From his hotel room, Sullivan uploaded his video footage to YouTube. He licensed parts of it to the Washington Post and NBC, and Anderson Cooper interviewed him on CNN. Right away, far-right conspiracy theorists started to use Sullivan for their propaganda efforts. Some tried to suggest that Sullivan was a left-wing plant who had somehow orchestrated the entire insurrection. Rudy Giuliani, President Trump’s lawyer, tweeted a screenshot of what appeared to be a text conversation between himself and James Sullivan, who claimed, baselessly, that there were “226 members of antifa that instigated the Capitol ‘riot,’ ” and added, “I’m currently working with the FBI to expose and place total blame on John.”

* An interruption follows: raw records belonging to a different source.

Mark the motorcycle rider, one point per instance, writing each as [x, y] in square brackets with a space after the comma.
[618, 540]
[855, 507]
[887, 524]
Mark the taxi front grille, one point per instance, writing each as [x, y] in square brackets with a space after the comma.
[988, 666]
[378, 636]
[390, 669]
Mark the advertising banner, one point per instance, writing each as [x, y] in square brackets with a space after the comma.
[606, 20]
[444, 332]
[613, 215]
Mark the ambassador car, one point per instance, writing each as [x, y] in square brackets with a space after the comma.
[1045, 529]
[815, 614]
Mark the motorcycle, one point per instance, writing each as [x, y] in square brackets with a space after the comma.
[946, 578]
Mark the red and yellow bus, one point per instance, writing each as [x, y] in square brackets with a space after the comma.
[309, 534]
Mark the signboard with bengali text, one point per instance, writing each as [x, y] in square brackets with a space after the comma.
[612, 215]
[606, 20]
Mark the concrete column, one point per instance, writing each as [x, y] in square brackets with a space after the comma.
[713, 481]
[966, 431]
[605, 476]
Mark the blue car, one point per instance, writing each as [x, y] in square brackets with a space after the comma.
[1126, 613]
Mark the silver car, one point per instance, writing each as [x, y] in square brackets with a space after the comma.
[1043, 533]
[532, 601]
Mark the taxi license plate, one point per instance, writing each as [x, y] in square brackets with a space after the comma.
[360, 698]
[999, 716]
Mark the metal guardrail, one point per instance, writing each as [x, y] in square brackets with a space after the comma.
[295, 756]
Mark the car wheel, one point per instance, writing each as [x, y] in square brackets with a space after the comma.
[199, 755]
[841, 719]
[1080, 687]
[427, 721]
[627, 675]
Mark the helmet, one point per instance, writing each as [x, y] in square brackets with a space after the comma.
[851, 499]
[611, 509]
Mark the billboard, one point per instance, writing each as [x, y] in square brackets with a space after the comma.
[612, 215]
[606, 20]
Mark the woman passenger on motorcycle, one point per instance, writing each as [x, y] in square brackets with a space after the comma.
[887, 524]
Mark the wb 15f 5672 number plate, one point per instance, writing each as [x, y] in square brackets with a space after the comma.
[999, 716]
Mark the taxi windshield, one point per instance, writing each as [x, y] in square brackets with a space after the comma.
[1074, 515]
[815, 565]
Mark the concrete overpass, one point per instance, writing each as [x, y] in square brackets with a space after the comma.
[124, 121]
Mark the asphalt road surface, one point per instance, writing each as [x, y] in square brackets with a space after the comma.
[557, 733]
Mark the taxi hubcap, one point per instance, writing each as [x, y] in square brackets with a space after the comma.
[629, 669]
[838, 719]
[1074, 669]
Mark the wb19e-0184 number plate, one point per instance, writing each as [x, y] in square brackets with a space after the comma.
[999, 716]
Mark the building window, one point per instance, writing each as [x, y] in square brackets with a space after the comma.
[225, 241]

John Sullivan uploaded videos in which he spoke directly to the camera, attempting to justify some of the more incongruous parts of his Capitol footage. “I have emotions, and those moments are crazy,” Sullivan said. In another video, he added, “I was not there to be a participant. I was there to record. But I also have to blend my fucking Black ass into that crowd.” Many of his followers didn’t seem to buy it. When he tweeted, “#TrumpSupporters are making a hit list to take me out,” someone responded, “Stop acting like the victim. . . . You were obviously more involved then what you are playing out.”
“I mean, the FBI doesn’t think so,” Sullivan responded.
A week after the insurrection, James Sullivan says, he sent the F.B.I. tips about his brother. On January 14th, according to John, agents came to his apartment and seized two computers, two cell phones, and his camera equipment. Federal prosecutors announced that Sullivan was being charged with one count of knowingly entering a restricted building, one count of violent entry and disorderly conduct, and one count of interfering with law enforcement. “People are understandably angry and upset, but I’m hoping we don’t respond to mob violence with mob justice,” Mary Corporon, one of Sullivan’s defense attorneys, told me. “It’s going to take a lot of discipline to look at each individual case separately, to give each person a chance to be presumed innocent, but that’s what the Constitution requires.”
A central function of the press is to reveal significant information, including images that the public otherwise would not have seen. “People can say what they want, but nobody else got the footage I got,” Sullivan told me. “That shit was history, and I captured it.” The events leading to Ashli Babbitt’s death are of undeniable import, and we would understand them less well if Sullivan hadn’t documented them. In a dissenting Supreme Court opinion from 1972, Justice Potter Stewart argued that, in order to protect “the full flow of information to the public,” there “must be the right to gather news.” Sullivan and his lawyers may end up arguing that some of his actions on January 6th—shouting support for the mob, for example—were acts of newsgathering, necessary for Sullivan to get as far as he did. This theory would be less helpful, presumably, in explaining away some of Sullivan’s other actions, such as encouraging the invaders to push forward or claiming to have a knife. In the case Brandenburg v. Ohio, from 1969, the Supreme Court ruled that speech is not protected by the First Amendment if it is “directed to inciting or producing imminent lawless action and is likely to incite or produce such action.” This is a high bar, but it’s possible that Sullivan’s speech would clear it.